するとソヨが、ざわめきの中からアマンダさんを呼びました。そしてソヨの傍らにいたキムさんが手元の資料を見ながら、たかぶりを抑えるように変に落ち着いて話し出しました。
「石碑に記された文字の中で、恐らくは一番重要ではないかと思われる、中央部分の解読を一通り終えました。他の部分の解読ももうすぐ終えるところです。

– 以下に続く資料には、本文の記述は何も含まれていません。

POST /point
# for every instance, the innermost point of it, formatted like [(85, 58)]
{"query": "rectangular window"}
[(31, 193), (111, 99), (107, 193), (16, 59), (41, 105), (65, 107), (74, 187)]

もう少し時間を掛けて一から解読すれば、また違った答えが出るかも分かりませんが、今の段階での私達の見解はこうです。
”人よ。知の民よ。我等は力を知り、悲しみを知り、そして無知を知った。どうか愛するそなた等は、悲しみを知らずとも無知を知る叡智を獲得せん事を。ここに全ての悲しみの記憶と共に、第二地底都市フィロソフィアを閉ざす。”
以上です。」
ざわめきがすんと静まり返ります。
アマンダさんはキムさんから資料を受け取り、何度も何度も見返しました。キムさんもカダカさんも黙ったままでおります。
「第二地底都市。つまりは最低でも後一つ、第一の地底都市があるという事になるわね。」
キムさんは神妙な表情でこっくり頷きました。
「そういうことになります。力と悲しみというのは、その、やはり、戦争のことでしょうか。」
アマンダさんはじっくりと慎重に言葉を選びぬくように、低く少し震えた声で言いました。
「おそらくは、戦争。ケイローンとサトゥルヌスの思念戦争。もし、もしも本当にそうだとすると、これはケイローンから私たちへの、警鐘ととれなくもありません。力を、高度な文明を手にする覚悟を、私達は問われている。」
大臼の回る音もいつしか止んで、辺りは静まり返りここにいる誰もが息を飲みました。
巨大な正門は、照明の光も月の光も星の光までも全てを吸い込み、その向こうに佇む遥かな歴史の闇を、僕達に語りかけているように思えました。
僕は張り詰めた緊張や、或いは絶望に似た静けさの中で、小さな小さな声で呟きました。
「コギトは僕達に、これを伝えたかったのでしょうか。」
僕の言葉に答える人は、ここには誰一人おりませんでした。